Personal information
- Nationality: Australia

Medal record
Swimming
Paralympic Games
| Bronze medal – third place | 1992 Barcelona | Men's 200 m Medley SM10 |

= Stephen Simmonds (swimmer) =

Stephen Leslie Simmonds is an Australian Paralympic swimmer and disabled waterskiing world champion. In February 1982, at the age of six, his right leg was amputated below the knee after a car knocked him off his bike. After the accident, he took up BMX riding, football, basketball, gymnastics and competitive swimming. He attended St Edmund's College, Canberra. At the age of twelve, he was the first student with a disability to compete at the Australian Primary Schools Championships. At the 1989 FESPIC Games in Kobe, Japan, he won a gold medal, two silver medals and a bronze medal in swimming events. He did not win a medal at the 1990 World Championships and Games for the Disabled in Assen, Netherlands.

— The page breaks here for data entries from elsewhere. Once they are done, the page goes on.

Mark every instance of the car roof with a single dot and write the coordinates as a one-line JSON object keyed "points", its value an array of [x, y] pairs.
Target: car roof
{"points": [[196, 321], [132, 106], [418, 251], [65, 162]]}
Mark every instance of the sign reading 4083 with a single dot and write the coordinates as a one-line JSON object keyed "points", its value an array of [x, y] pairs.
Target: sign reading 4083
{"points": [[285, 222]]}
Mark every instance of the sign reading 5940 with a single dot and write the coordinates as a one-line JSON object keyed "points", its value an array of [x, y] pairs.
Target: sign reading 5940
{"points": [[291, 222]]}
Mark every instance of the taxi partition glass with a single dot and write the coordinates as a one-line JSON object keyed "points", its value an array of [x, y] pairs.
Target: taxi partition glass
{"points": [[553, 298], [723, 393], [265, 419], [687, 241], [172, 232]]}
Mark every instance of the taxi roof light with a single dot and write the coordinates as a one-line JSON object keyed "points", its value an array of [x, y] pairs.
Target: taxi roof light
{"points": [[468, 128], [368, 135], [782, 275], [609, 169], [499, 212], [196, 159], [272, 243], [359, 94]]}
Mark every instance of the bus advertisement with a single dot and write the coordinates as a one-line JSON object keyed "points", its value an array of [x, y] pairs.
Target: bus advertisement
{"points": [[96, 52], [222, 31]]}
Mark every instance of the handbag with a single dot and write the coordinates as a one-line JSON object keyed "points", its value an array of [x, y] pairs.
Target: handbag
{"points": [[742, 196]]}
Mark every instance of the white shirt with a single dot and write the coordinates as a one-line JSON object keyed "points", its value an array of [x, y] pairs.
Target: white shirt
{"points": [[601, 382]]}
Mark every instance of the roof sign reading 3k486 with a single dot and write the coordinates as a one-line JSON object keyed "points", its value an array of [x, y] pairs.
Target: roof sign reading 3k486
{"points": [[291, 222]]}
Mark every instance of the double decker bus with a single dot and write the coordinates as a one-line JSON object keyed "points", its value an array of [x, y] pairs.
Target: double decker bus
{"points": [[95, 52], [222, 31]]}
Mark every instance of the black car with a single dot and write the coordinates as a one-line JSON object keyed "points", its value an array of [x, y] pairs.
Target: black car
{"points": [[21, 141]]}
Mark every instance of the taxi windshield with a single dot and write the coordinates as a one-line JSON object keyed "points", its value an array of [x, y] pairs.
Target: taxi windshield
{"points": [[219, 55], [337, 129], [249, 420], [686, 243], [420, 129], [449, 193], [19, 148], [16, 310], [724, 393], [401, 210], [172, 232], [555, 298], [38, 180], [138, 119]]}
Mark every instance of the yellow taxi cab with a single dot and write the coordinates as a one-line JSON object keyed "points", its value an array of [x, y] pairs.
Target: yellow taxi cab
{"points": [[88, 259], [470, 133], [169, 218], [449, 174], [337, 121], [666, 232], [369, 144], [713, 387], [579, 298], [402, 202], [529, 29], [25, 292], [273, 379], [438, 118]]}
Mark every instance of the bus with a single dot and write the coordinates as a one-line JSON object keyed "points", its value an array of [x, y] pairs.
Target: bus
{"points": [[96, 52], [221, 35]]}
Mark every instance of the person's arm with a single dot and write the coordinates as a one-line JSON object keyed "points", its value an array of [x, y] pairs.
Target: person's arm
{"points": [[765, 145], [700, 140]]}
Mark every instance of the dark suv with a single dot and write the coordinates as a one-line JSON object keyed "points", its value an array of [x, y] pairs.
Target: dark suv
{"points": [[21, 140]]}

He won a bronze medal at the 1992 Barcelona Games in the Men's 200 m Medley SM10 event; He also competed in the Men’s 50 m Freestyle, Men’s 100 m Freestyle, Men’s 100 m Butterfly S10, Men's 4x100 m, Freestyle S7–10 and Men's 4x100 m Medley S7–10 events.

At the age of eleven, he started water skiing. At the 1993 World Disabled Water Skiing Championships in France he won four gold medals and broke three world records and named Overall Men’s World Champion. He was the first disabled person to perform a flip. He continues to water ski at a competitive level.. He won 25 medals at the Paralympics

He had an Australian Institute of Sport Athletes with a Disability scholarship from 1993 to 1995 and in 1997. In 2000, he received an Australian Sports Medal for his skiing achievements.

He is married to Fiona, and has two daughters. He has walked the Kokoda Track. He works as an electrical contractor.